Amazon’s Push and Pull With Its Marketplace

One way to read a good chunk of the last week or so of news stories about Amazon is as a complex push and pull between Amazon and the third-party sellers that make up its marketplace. On the one hand, Amazon wants to present itself as absolutely essential to those third-party sellers’ businesses, with all other options looking like shabby second-best choices; on the other, in order to actually be essential, Amazon needs to sweeten its arrangements with its sellers to actually make it substantially better than its competition.

Let’s start with a story that seemed a little silly when I first saw it: the Online Merchants Guild told David Dayen at The American Prospect that Amazon had sent emails threatening its third-party sellers that government regulation of Amazon’s marketplace could force it to shut down entirely.

The emails pushed sellers to register at an in-house website,, to “stay informed and involved on legislation that could impact your business”… The website asks for emails and physical addresses from sellers, and says that signing up will “afford you opportunities to communicate directly with your elected officials.” With physical addresses, Amazon could target messages from potentially thousands of seller constituents directly to their own members of Congress. This amounts to building a large lobbying army out of its seller partners, by asserting that their livelihoods are at grave risk from the legislative effort.

On the one hand, this makes sense; raise the specter of a worst-case scenario for your sellers, and then position yourself as the champion of small businesses, rather than be painted as their exploiter, especially before what could be a costly showdown with Congress and another unionization showdown (this time in a major media market that’s more labor-friendly.)

But even as a gesture, it feels unusually dramatic: could or would Amazon actually shut down its marketplace rather than oblige itself to relatively modest bills curtailing Amazon’s tendency to push its own products at its partners’ expense? (On this self-referencing, see Adrianne Jeffries and Leon Yin’s recent report at The Markup; on Amazon’s willingness to go a step further and clone its competitors’ products, then rig the search results to favor its copies, see the latest report from India. )

If anything, Amazon seems to be looking to expand its relationship with its third-party sellers. “Local Selling” is a brand-new set of services that facilitate buying online at and picking up in store (or fast local delivery) from its third-party partners.

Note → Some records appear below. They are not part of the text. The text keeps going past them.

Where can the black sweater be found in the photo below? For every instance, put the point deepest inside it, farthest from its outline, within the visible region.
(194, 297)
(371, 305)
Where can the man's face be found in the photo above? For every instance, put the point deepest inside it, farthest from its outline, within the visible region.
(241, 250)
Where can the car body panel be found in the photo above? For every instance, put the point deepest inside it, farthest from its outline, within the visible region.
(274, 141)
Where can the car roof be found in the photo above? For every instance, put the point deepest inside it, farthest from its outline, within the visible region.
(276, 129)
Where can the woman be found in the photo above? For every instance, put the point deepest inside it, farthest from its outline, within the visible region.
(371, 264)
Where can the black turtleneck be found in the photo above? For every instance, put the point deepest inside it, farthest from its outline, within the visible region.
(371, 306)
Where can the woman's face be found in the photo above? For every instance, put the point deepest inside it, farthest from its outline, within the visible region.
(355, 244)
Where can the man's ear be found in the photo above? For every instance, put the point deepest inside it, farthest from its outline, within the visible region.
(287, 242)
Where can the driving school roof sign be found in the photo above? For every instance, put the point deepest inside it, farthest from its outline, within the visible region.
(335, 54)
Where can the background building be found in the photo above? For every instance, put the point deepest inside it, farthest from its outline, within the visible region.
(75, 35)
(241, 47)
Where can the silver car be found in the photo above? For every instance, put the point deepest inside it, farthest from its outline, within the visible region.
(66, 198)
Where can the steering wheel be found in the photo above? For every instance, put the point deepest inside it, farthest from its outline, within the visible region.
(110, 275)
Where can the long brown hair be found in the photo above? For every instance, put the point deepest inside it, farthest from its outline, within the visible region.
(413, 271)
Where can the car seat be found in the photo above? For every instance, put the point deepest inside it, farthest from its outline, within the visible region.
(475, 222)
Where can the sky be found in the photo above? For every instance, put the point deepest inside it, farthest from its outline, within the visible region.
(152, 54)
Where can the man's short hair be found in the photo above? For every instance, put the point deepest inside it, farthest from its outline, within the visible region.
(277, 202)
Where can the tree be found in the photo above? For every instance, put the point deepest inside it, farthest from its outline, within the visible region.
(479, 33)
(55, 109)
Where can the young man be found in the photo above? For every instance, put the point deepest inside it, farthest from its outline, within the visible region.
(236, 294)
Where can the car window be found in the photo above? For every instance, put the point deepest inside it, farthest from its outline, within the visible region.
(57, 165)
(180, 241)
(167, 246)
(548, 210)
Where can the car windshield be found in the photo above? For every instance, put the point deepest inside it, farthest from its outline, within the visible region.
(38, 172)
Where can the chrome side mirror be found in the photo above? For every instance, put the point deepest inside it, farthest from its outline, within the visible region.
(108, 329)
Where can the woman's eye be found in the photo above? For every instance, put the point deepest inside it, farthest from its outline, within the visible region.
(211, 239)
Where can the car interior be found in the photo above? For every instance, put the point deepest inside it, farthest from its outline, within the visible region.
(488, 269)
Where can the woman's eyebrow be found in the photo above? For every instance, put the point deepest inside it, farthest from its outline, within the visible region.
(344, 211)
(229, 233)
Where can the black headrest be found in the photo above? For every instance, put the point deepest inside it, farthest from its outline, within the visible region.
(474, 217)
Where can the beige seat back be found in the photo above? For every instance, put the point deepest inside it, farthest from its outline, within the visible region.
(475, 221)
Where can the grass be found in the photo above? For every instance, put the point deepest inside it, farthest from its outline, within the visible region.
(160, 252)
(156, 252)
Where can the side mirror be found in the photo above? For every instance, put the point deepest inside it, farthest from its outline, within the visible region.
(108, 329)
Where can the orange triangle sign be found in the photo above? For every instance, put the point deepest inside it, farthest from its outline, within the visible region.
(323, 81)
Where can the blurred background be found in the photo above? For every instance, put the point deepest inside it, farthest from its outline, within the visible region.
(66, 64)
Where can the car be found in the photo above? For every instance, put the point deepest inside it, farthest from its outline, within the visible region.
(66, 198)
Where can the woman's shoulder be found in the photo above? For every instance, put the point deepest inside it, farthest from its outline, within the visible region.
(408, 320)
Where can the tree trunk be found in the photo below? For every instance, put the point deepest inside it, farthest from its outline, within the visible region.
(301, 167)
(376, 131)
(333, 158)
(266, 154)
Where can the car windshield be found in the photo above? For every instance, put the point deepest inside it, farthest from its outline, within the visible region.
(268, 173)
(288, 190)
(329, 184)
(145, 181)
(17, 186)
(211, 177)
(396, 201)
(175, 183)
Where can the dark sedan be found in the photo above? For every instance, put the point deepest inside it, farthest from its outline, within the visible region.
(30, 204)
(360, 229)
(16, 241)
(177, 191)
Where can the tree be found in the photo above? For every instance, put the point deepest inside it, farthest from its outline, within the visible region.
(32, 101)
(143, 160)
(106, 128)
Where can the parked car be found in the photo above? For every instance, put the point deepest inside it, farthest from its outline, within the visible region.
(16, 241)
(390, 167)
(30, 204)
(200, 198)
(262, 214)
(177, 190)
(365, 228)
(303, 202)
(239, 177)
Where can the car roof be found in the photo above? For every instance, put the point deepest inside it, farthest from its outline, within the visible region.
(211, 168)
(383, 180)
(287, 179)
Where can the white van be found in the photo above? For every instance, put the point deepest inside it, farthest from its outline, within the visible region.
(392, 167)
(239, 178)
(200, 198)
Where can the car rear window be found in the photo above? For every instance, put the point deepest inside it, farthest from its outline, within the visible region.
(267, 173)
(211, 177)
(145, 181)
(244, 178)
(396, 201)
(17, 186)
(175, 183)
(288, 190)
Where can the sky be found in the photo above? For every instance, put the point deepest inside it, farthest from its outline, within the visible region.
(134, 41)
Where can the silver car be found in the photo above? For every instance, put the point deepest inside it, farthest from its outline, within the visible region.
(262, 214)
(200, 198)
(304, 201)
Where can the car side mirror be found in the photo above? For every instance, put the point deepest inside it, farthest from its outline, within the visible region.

It gives bigger brick-and-mortar retailers more incentives to use Amazon’s storefront, while keeping a bigger chunk of the profit. And Amazon can head off both big retail competitors (Walmart, Target) and platforms like Shopify looking to offer the same service.

In his most recent Amazon Briefing at Modern Retail, Michael Waters argues that in-store pickup is a win/win on its face for Amazon and its partners:

[F]or Amazon and for third-party sellers, in-store pickup is especially tantalizing because it is so cost-effective. Target said last year that it saves 90% on costs when customers pick up products in its stores versus having them shipped to their homes. “If you look at what the consumer trends are, the BOPIS model is becoming much, much more prevalent,” said Harvey Ma, svp of consumer and retail performance at NielsenIQ. For Amazon, with Local Selling, “what they’re doing is capitalizing on what is hot right now.”

But Amazon would keep a tasty slice just for itself:

Every customer who buys a product from a third-party seller is technically Amazon’s customer -- Amazon, rather than the third-party seller, keeps each customer's email address. Amazon has made the fact that it can handle everything from fulfillment to customer service on a seller's behalf a central part of its justification. In exchange, sellers have grudgingly parted with customer information. But stores in the Local Selling program might end up doing most of the work on each order themselves -- including selling their own products and facilitating pickup for local customers. Even after that, they still won't retain any information on who their customers are.

Why would third-party customers take that bargain? Some of it has to do with Apple’s decision to wall off data sharing on its smartphone apps. This lowers the amount of data that can be gathered by companies like Facebook and Google, which in turn lowers the effectiveness and desirability of their ads. If you can’t reach your customers using search or social, then you have to go back to the one site where you’re downright sure a customer is trying to buy something: the great bazaar,

This, at least, is Eric Savitz’s argument at Barron’s, and by Nivedita Balu at Reuters; both think Amazon has been the perhaps unlikely winner in the Smartphone Retail Scramble.

So to its third-party customers, on the one hand, Amazon portends doom; on the other, it offers opportunity. And all the while, the company knows that retailers large and small are pressing tighter against a ledge that’s getting ever closer, and Amazon might be their only way forward. For a company under as much external and internal pressure as Amazon, it’s a pretty strong move.